Women Are Wearing Little Black Dresses This Week to Support Female Economic Empowerment
For poor women, buying professional work clothes is the last thing they should have to worry about.
A community volunteer organization in San Diego is confronting people with one of the many challenges poor women face while job hunting.
Members of the Junior League started wearing a little black dress on Monday and will do so for five days in a row as part of a fundraising campaign. The organization, which helps empower women to become interview-ready, is showing how not having work-appropriate clothes can harm women’s confidence and hold them back.
Each of the 50 women who are participating is wearing a pin that says “Ask me about my dress,” to invite people to donate clothes or money to support women in the workplace. Men can also join the campaign by wearing a black shirt or other garment every day.
Participants are using the hashtag #lbdi on Instagram to share the challenge.

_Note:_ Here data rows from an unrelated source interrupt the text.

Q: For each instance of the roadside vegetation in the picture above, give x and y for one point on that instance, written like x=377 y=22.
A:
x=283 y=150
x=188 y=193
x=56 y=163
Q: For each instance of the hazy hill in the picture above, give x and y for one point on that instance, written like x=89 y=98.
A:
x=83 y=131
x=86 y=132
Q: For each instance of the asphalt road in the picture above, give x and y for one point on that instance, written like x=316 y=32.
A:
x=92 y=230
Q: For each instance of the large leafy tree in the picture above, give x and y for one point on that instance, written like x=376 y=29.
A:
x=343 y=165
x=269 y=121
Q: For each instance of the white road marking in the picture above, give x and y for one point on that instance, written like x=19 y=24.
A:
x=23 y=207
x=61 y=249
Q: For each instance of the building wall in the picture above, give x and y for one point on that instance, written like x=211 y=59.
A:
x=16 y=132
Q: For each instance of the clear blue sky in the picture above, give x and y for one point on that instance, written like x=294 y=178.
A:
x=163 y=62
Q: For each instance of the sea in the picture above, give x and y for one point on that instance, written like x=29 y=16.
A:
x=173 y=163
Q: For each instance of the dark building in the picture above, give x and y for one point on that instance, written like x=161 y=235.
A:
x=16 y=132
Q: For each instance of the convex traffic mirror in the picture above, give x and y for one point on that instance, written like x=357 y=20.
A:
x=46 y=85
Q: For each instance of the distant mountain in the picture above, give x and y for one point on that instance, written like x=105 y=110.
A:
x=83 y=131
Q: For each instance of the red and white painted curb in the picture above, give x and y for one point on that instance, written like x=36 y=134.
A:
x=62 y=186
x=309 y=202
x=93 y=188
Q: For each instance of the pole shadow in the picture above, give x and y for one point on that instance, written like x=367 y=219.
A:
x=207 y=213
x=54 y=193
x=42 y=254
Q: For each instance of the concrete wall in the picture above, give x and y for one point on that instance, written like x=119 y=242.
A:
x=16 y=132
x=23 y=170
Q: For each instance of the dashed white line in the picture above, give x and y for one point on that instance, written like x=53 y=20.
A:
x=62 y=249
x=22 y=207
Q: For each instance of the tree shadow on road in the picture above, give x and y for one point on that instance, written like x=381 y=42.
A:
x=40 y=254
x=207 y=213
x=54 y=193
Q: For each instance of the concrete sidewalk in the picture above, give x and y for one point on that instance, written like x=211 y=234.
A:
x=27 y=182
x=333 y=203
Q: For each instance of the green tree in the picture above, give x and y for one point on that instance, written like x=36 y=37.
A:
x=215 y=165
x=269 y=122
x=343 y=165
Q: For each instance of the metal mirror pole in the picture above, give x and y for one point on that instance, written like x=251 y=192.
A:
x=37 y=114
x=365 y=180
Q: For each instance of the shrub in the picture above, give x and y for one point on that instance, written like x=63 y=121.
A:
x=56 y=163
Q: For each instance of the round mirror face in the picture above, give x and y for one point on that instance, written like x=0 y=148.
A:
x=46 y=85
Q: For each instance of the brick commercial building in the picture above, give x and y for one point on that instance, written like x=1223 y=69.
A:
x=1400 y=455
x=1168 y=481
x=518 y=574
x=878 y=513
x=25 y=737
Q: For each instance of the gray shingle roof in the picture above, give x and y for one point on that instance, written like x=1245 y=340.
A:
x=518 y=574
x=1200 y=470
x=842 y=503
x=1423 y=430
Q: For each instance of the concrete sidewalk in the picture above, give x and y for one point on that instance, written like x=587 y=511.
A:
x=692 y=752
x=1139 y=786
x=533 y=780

“Many people don't have a very large closet,” Tiffany Hoffman, Junior League of San Diego's VP elect of marketing, told CBS. “For example, we work with transition-age foster youth, and when they transition out of the system — they leave — they oftentimes get one trash-bag full of stuff.”
“Ask me about my dress!” It is Day ☝️ of our Little Black Dress Initiative and our members are rockin’ it! We will be wearing the same black dress for five consecutive days to support our Initiative, to illustrate the effects poverty can have on access to resources, choices, confidence, and professional opportunities for families, children, and young adults. Did you know that transition-age foster youth are disparately affected by poverty and homelessness? Please support us by donating to @juniorleaguesd, whose projects and community partners make a real difference in the lives of at-risk children and families in San Diego. Please make a difference in our community by making a donation to #JLSDLBDI. #LBDI + #whyijlsd www.jlsd.org/lbdi
Entering the workforce is already difficult for women without them having to worry about their appearance.
Worldwide, women are more likely to live in poverty than men, and women in the US are 35% more likely to be poor. Lack of affordable child care, the gender gap, and low-paid work all factor into the discrepancy. Many women also end up missing out on employment opportunities because they lack access to menstrual products or safe water and sanitation to wash their clothes.
The Junior League aims to help women reach their full potential and ensure that affording to look professional is the least of their concerns. Launched in 2014 by the Junior League of London, 2020 marks the fourth year since the San Diego chapter has participated in the Little Black Dress Initiative. The organization raised $10,000 in one week during the 2019 initiative.